On Sat, Jan 30, 2021 at 09:57:35PM +0000, tetrahe...@danwin1210.me wrote:
> On Fri, Jan 29, 2021 at 12:46:50PM +0000, tetrahe...@danwin1210.me wrote:
> > - when booting from the bootloader on the internal HD, and after
> > decrypting the encrypted volume, the system is able to find the disk
> > e8xxxx without trouble, but
> > 
> > - when booting from the bootloader on the USB stick, and after
> > decrypting the same encrypted volume (with the same password, etc),
> > the system is NOT able to find the disk e8xxxx.
> > 
> > What the heck is going on? Why can't the system find softraid volume
> > that it just decrypted?
> 
> Still haven't been able to find a solution to this. The boot, softraid,
> installboot manpages (as far as I can tell) offer no answers.
> 
> Does anyone here understand how the kernel looks for available volumes
> during the boot sequence?
> 
> Why would the kernel, when booted from a bootloader on one physical disk, be
> able to find a root device -- but, when booted from a bootloader on a
> different physical disk, not be able to do so? (even when the bootloaders in
> both cases decrypted the correct disk)

In general, crypto softraid volumes don't auto-assemble.
FDE boot only works because the kernel and boot-loader cooperate to make
sure that the softraid volume the kernel was booted from will be assembled.
Other volumes won't be assembled. You can expect to mount a softraid root
disk on the USB stick when booting off USB, but not from any other disk.

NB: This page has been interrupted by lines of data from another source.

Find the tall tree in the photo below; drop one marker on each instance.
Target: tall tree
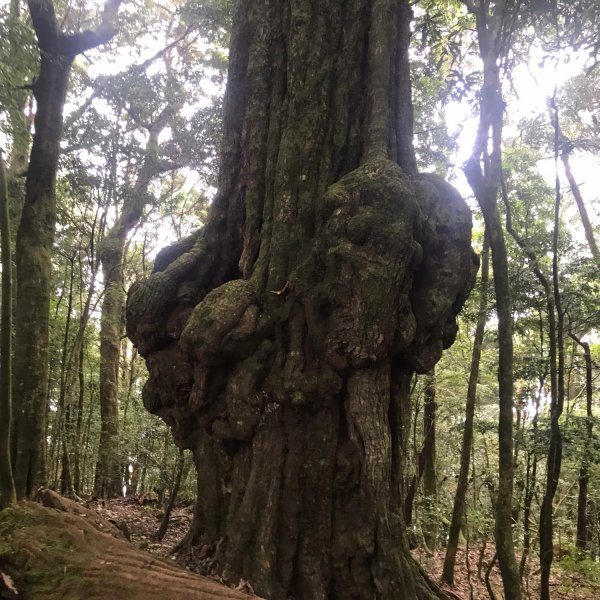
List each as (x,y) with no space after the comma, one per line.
(484,173)
(7,483)
(281,339)
(462,484)
(35,235)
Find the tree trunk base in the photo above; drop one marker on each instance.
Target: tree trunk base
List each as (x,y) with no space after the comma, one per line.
(63,550)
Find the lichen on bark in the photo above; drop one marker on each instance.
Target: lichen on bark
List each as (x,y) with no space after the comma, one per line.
(281,339)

Your setup is missing a way to effectively run the right 'bioctl -C ...'
command to set up the missing volume. bioctl sits in the root filesystem
so there is a chicken-and-egg problem with running bioctl. You'd have to
change the bootloader and kernel to do the equivalent for you.

If you're not comfortable to fix the kernel and/or bootloader yourself for
this use case, just go with the working setup everyone else is using.